The very idea of a “snow day,” when the entire school system shutters (along with its core mission) is as antiquated and counter-productive as the agrarian-era summer break. And if you’re a family with two working parents, a snow day isn’t just the kids having fun outside. It’s a 10-hour expanse of time where, inside, you want your kids to have their brains stimulated, but you have to work, and you have no idea what their education should be that day—because that’s what their schools and teachers are for.
It didn’t have to be this way. Prince William County outside D.C. had adopted a “code orange” snow day policy to ensure education continues on snow days. The superintendent explained that COVID-19 had “impacted student learning significantly, and we must maximize the time available to provide instruction for our students…”
I innocently took to Twitter to suggest that Charlottesville’s schools follow such models and provide at least some educational connection on snow days.
Here’s what came back to me:
The head of the local teachers’ union, who is also a former co-chair of Charlottesville’s local Democratic party, replied that this was “astroturfing outrage about closures when the real root cause is lack of money for schools. Learning loss and gaps from the Great Recession predate anything from COVID.”
Progressive New York Times Jamelle Bouie (columnist) lives in Charlottesville. tweeted I needed to “get over” myself and that the snow days weren’t “that big of a deal.”
A local progressive activist who’s married to a Charlottesville public school teacher wrote, “I think you’re way overthinking this. Schools close for weather often… Connecting it to broader political trends is a stretch to say the least.”

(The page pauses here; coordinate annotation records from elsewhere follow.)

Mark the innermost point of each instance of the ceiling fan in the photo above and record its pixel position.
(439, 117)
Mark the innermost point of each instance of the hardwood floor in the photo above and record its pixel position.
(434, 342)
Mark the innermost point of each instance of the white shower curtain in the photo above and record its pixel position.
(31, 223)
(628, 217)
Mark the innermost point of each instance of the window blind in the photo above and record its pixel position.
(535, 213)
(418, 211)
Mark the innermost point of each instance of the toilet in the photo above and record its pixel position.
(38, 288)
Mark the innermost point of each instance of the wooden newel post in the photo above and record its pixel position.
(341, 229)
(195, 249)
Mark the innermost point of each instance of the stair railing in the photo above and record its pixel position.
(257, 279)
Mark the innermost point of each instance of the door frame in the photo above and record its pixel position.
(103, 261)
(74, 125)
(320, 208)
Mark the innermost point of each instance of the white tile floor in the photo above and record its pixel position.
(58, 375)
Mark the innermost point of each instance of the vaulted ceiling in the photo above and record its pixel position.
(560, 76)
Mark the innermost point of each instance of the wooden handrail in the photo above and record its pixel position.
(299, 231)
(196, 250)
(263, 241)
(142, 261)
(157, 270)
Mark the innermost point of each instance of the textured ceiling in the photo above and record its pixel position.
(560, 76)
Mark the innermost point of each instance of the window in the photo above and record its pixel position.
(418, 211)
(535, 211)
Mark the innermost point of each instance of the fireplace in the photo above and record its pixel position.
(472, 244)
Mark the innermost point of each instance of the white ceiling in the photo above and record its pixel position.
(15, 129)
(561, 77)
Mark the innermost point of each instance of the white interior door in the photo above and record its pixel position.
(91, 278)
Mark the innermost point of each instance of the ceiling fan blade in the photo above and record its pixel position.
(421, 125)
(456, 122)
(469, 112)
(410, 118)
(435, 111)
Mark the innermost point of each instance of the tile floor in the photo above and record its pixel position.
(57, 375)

However, parents knew better. One whose high-school junior is in a number of AP classes in Charlottesville’s public high school told me her teacher had been reaching out via email to give students assignments so they wouldn’t fall behind their rigorous schedule, despite the snow day “cancelation.” I heard from a parent whose third-grader is at a tony local private school where, despite school being physically “closed,” the teachers were holding morning Zoom sessions with their kids to give them basic assignments for the day ahead.

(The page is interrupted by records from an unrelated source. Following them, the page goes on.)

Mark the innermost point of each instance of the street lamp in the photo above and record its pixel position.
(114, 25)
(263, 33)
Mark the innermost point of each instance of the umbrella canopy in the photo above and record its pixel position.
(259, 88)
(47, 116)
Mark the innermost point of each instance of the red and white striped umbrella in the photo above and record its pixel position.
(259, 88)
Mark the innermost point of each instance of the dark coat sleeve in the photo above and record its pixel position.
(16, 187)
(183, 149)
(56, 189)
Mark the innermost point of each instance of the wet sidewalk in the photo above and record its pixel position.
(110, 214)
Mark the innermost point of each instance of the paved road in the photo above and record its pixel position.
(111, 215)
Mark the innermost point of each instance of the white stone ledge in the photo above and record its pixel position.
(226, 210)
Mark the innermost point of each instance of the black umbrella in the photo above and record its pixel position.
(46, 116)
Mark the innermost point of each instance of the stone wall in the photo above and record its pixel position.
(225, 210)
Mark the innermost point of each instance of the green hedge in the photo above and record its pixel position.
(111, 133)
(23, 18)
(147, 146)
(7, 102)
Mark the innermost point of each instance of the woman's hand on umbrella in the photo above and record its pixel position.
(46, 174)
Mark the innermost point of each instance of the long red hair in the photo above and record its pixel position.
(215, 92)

In other words, advanced and well-off kids were getting education on snow days—just not other kids who aren’t so lucky.
A week later, the schools closed down—another snowstorm. Again, I advocated for policies that would provide basic features such as a morning conference, homework, and assignments.
Even harsher was the response this time. Albemarle County teacher tweeted, “Until you teach in a classroom, plug your pacifier back in your mouth, tuck your comments back in your diaper, and let the actual educators handle education.”

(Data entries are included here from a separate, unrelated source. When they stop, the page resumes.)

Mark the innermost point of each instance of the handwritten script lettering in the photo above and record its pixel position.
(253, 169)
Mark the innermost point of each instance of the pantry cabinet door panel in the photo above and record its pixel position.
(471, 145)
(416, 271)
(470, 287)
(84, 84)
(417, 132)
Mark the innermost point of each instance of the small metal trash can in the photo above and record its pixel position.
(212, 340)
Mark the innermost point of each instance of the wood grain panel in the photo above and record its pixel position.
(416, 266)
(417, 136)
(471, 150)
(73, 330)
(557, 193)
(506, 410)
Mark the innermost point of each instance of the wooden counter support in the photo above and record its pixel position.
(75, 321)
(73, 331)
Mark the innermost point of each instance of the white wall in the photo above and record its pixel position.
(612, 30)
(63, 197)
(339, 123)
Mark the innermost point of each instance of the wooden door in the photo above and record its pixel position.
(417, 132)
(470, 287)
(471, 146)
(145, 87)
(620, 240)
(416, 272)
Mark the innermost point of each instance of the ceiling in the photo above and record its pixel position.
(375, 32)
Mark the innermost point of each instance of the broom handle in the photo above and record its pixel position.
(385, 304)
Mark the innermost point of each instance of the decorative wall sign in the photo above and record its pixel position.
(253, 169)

Before you can teach in the classroom. If I wasn’t a teacher, I wasn’t entitled to an opinion.
A member of the Albemarle County planning commission went further, writing in one tweet that I was an “a—hole” and to “kiss off and stop your stupid nonsense forever more” and in another “No one cares about you and you are absolutely worthless.”
I’ve been around public life for a while and have developed thick skin. I also know that, on Twitter, otherwise good people say things they don’t mean.
But as a window into the outright condescension by many toward the parents who are bearing the brunt of today’s inflexible and outdated education policies, the exchanges speak volumes.
This is what the lesson should be? If progressives don’t stop circling the wagons, then public schools may lose their mission.
Youngkin, despite having ridden public-school parents’ resentment into the governor’s office, is no friend of public schools. Youngkin offers greater support to private schools than public, and more control over whether or not race is taught in public schools. (Youngkin’s first move in office was an executive order banning critical race theory from Virginia’s public schools and he has proposed giving parents public dollars to spend on private schools.)
Parents of children in public school should feel heard, acknowledged and taken seriously.